Stanford Encyclopedia of Philosophy

Notes to Relativism

1. The framework in this section is based on Swoyer (1982); the idea for a tabular presentation is borrowed from Haack (1996).

2. "Wie Schiffer sind wir, die ihr Schiff auf offener See umbauen müssen, ohne es jemals in einem Dock zerlegen und aus besten Bestandteilen neu errichten zu können." In translation: We are like sailors who must rebuild their ship on the open sea, without ever being able to dismantle it in dry dock and reconstruct it from the best components.

3. The similes of the pyramid and the raft are borrowed from Sosa's important paper, 1980, though my use of them is slightly different from his.

4. D'Andrade, 1995 is a good overview of cognitive anthropology; Berry, et al. 1996 and Cole, 1996 provide accessible treatments of cross-cultural psychology from somewhat different perspectives. Brown, 1991 is a detailed defense of the thesis that there are a number of important human universals. Sperber, 2001, aims to link psychologists' work on modularity with issues in anthropology. It should be noted that different universals may have different explanations, e.g., some universal concepts may be innate while others are so useful that virtually every culture has hit upon them.

5. Poincaré's (1902) work on the conventionality of geometry also influenced several of these thinkers. A few of them, most notably Reichenbach, changed their views on these matters in later years. Some of these writers were part of the linguistic turn, and so they spoke of the role of language, rather than concepts, in shaping experience and knowledge.
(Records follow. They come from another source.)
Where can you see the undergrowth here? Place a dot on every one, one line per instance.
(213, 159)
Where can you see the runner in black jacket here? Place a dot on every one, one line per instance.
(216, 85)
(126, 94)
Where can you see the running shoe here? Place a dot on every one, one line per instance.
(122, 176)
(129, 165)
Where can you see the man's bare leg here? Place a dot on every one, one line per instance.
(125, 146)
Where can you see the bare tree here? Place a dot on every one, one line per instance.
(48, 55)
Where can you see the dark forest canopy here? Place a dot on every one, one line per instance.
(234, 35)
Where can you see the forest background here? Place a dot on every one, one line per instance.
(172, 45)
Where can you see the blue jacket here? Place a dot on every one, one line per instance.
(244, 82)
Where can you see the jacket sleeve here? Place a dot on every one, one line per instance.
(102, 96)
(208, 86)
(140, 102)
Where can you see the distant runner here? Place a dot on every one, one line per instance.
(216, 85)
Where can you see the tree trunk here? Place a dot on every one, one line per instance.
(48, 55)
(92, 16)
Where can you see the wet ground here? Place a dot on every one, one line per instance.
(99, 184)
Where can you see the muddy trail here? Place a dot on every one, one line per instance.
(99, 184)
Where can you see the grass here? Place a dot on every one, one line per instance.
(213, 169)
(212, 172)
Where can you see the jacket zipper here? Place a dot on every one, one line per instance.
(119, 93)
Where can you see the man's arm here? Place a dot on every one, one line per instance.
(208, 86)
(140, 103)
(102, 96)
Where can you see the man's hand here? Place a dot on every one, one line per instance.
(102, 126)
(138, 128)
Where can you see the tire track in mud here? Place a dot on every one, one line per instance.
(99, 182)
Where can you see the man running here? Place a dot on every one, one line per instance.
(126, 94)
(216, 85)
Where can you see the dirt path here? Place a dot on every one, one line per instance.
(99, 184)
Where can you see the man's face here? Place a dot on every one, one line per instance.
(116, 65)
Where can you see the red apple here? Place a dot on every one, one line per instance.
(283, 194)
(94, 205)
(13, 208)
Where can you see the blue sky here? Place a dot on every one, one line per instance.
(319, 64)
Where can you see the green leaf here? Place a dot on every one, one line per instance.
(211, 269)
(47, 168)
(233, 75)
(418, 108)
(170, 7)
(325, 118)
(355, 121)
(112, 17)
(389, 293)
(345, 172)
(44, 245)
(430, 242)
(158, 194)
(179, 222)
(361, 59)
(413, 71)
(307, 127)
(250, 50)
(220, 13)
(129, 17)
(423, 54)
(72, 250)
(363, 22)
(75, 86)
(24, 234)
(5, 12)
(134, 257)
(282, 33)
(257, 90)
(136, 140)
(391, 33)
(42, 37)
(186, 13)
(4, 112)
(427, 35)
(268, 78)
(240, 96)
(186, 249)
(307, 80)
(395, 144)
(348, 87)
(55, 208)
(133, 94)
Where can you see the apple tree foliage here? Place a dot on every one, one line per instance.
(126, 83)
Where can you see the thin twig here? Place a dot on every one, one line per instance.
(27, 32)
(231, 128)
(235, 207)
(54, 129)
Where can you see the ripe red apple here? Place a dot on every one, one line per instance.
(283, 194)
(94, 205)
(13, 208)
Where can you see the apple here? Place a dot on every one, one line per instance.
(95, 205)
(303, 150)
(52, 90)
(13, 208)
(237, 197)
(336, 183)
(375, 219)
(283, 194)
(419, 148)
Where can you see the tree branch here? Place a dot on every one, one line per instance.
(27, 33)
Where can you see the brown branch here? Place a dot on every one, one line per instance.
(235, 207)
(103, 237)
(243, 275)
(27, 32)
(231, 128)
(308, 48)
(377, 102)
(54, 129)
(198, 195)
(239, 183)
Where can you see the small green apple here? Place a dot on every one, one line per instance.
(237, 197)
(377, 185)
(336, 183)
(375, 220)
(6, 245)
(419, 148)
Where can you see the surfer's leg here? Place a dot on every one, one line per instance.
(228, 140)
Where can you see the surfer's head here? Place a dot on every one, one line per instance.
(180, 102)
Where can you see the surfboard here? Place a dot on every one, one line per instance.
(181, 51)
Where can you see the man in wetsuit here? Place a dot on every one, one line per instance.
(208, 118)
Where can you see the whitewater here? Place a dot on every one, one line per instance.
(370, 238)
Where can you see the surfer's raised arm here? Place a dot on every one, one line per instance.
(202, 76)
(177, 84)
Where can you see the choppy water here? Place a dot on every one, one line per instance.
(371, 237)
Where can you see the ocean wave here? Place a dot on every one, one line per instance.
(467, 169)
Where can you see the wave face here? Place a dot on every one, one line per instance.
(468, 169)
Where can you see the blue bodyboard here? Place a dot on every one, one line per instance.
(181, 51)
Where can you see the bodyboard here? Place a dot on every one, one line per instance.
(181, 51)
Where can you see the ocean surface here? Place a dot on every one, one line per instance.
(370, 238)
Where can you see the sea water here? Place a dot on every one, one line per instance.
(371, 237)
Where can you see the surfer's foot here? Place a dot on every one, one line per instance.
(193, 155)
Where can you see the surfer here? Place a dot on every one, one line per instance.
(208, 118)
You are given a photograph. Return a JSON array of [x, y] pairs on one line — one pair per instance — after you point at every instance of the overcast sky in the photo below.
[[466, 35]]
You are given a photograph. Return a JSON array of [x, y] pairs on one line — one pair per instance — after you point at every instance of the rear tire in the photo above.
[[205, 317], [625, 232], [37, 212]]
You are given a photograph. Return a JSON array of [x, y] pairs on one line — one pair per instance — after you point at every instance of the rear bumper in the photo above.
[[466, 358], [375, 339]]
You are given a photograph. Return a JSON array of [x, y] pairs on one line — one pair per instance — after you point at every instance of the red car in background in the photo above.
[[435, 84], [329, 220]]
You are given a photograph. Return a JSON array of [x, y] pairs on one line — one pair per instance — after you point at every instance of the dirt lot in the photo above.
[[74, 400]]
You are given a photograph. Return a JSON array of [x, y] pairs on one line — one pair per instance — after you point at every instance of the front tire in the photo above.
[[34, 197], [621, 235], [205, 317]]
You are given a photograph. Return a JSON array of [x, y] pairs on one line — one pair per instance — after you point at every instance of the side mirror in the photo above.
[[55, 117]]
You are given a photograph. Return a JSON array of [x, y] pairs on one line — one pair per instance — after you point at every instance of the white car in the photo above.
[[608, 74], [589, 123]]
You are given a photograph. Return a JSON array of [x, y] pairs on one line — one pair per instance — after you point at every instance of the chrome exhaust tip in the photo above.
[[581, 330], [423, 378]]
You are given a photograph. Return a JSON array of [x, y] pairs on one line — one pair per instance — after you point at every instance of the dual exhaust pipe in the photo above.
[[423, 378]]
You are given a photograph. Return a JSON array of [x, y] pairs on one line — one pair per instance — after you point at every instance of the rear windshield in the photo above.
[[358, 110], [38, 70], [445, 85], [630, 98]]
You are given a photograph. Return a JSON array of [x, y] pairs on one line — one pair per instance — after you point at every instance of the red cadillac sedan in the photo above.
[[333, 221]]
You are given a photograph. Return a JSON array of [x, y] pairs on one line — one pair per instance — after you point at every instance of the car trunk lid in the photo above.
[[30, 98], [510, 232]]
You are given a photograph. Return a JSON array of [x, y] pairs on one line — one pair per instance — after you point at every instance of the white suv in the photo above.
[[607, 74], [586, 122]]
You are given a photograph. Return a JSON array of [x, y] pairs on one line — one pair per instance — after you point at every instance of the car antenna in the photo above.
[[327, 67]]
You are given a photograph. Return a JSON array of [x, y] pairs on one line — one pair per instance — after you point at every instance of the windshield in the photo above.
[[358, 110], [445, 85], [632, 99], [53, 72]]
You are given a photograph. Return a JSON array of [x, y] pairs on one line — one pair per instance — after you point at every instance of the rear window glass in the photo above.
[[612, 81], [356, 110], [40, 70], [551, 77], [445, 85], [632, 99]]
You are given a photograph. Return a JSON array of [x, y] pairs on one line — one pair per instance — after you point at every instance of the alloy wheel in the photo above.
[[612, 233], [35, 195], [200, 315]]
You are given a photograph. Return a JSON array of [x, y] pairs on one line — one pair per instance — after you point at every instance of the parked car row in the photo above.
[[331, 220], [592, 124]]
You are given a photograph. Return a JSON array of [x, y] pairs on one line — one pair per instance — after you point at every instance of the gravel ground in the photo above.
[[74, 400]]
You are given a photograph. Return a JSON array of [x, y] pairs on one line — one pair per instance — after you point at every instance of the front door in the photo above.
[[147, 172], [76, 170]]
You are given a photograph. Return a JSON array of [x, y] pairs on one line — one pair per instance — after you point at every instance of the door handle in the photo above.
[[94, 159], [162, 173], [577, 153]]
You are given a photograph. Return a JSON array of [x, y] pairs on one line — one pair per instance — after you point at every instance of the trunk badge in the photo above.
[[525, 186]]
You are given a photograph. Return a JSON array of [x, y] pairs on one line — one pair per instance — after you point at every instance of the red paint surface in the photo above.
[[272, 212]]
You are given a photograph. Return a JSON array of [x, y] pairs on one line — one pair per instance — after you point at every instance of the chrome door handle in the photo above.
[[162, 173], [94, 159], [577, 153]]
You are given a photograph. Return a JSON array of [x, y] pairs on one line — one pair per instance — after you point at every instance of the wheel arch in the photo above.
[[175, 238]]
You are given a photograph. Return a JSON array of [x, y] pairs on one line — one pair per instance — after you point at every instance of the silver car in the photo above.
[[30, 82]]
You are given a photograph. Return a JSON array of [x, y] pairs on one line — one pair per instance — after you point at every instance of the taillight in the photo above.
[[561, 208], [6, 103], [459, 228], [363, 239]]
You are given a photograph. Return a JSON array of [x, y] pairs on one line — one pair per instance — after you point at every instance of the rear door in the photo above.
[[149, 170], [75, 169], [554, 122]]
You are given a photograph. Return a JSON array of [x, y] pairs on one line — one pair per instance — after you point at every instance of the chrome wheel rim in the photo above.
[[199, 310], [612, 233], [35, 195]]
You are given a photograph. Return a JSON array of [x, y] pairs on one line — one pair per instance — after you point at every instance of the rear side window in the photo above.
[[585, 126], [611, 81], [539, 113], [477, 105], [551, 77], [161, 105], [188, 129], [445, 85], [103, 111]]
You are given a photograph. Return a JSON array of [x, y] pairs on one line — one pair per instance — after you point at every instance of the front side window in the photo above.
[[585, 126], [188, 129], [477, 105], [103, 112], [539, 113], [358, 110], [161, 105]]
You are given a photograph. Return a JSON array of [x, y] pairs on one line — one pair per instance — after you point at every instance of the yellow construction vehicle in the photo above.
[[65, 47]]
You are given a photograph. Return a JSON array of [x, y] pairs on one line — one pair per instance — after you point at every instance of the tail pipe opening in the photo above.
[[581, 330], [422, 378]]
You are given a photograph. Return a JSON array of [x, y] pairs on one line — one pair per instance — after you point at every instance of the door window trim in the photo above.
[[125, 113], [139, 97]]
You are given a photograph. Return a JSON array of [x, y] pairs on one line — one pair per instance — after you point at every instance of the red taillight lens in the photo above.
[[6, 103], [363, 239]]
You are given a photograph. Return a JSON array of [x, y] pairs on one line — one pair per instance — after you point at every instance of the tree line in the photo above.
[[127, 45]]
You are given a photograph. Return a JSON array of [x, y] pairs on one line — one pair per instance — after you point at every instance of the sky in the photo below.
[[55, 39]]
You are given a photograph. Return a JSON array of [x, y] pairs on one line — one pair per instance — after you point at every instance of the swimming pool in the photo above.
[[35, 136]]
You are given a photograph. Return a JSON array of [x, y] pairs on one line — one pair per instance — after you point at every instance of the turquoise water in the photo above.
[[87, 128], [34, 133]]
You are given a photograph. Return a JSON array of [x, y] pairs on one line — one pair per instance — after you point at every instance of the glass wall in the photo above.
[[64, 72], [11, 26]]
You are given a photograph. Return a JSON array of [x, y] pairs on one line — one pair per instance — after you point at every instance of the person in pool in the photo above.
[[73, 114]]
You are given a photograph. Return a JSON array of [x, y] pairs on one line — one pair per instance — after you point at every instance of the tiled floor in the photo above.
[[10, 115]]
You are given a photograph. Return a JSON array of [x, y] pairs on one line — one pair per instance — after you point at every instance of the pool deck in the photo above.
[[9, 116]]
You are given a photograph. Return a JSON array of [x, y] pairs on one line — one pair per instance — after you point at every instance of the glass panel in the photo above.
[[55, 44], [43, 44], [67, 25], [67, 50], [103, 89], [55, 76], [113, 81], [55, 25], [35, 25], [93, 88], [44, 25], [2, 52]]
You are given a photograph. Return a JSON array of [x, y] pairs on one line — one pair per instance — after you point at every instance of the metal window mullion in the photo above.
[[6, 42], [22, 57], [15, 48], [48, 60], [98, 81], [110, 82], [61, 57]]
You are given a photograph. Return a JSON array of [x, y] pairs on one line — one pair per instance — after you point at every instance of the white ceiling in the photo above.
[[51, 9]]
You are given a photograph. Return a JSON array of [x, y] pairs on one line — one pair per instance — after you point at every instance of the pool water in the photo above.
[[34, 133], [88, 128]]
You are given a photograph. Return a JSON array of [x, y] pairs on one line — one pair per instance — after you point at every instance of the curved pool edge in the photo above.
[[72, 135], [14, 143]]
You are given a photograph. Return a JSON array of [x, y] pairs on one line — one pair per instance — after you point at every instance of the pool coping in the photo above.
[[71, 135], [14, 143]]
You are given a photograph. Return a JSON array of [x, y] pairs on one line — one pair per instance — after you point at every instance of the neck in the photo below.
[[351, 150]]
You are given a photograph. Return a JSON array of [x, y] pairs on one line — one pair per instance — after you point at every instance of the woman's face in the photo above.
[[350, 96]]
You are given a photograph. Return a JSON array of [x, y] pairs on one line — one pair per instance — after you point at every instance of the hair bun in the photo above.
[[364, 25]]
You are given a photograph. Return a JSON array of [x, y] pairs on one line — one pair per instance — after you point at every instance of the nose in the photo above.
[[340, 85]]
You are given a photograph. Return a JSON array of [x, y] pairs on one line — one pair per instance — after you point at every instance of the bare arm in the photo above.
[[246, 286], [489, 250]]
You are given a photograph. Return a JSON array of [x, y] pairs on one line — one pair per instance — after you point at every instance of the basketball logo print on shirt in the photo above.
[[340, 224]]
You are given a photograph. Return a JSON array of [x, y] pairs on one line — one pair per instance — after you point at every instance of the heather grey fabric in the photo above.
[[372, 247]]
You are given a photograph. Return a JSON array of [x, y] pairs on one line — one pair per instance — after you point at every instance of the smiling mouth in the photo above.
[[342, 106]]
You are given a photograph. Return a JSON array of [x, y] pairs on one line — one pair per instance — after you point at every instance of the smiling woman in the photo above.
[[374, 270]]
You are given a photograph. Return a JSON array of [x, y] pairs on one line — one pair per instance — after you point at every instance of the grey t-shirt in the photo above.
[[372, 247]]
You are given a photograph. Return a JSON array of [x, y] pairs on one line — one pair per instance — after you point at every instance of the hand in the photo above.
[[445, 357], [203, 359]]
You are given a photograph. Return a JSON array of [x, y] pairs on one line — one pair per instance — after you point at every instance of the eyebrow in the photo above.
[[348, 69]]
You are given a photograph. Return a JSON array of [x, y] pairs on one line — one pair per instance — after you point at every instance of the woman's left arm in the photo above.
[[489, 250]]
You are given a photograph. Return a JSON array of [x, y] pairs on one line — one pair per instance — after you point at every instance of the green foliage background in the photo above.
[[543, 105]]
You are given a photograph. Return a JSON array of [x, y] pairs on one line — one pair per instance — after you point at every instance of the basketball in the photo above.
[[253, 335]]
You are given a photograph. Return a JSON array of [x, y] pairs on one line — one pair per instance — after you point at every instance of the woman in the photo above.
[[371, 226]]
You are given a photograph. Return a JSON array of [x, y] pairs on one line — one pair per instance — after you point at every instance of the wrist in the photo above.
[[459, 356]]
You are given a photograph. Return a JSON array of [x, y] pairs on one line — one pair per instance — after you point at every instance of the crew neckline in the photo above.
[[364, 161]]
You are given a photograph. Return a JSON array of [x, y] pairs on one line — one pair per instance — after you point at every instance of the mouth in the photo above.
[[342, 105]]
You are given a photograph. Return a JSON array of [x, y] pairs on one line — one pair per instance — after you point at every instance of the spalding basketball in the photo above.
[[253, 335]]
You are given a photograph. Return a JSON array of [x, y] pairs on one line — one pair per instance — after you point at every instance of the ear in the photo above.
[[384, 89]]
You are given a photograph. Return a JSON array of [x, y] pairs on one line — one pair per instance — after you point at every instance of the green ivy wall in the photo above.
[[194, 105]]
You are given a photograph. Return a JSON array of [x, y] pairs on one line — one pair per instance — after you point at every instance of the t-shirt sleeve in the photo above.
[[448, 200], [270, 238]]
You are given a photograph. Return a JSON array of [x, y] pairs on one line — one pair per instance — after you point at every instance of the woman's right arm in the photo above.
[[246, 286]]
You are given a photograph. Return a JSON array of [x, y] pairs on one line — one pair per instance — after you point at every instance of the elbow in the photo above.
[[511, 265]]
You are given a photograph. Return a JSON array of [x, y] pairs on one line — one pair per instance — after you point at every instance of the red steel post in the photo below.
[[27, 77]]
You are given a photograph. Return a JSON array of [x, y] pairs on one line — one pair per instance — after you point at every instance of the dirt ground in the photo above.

6. In 1996 a New York University physicist, Alan Sokal, published a paper entitled "Transgressing the Boundaries: Towards a Transformative Hermeneutics of Quantum Gravity" in Social Text, a journal of "cultural and political analysis." At about the same time he published a brief note in the journal Lingua Franca, "A Physicist Experiments with Cultural Studies," in which he explained that his article in Social Text was an elaborate hoax. It was deliberately stuffed full of patently false claims about science, blatantly wrong accounts of logic and mathematics, and a good deal of other nonsense.

The Sokal affair has become a sort of postmodernist Rorschach, some seeing it as an outrage, others as an innocent hoax, and still others as a long-overdue exposé. But whatever one's allegiances, many of Sokal's claims were so absurd that many undergraduates who had taken a course in physics or mathematics or logic would have caught them immediately. The editors of Social Text either failed to realize that Sokal's claims were false, or else they simply didn't care. Neither alternative is reassuring.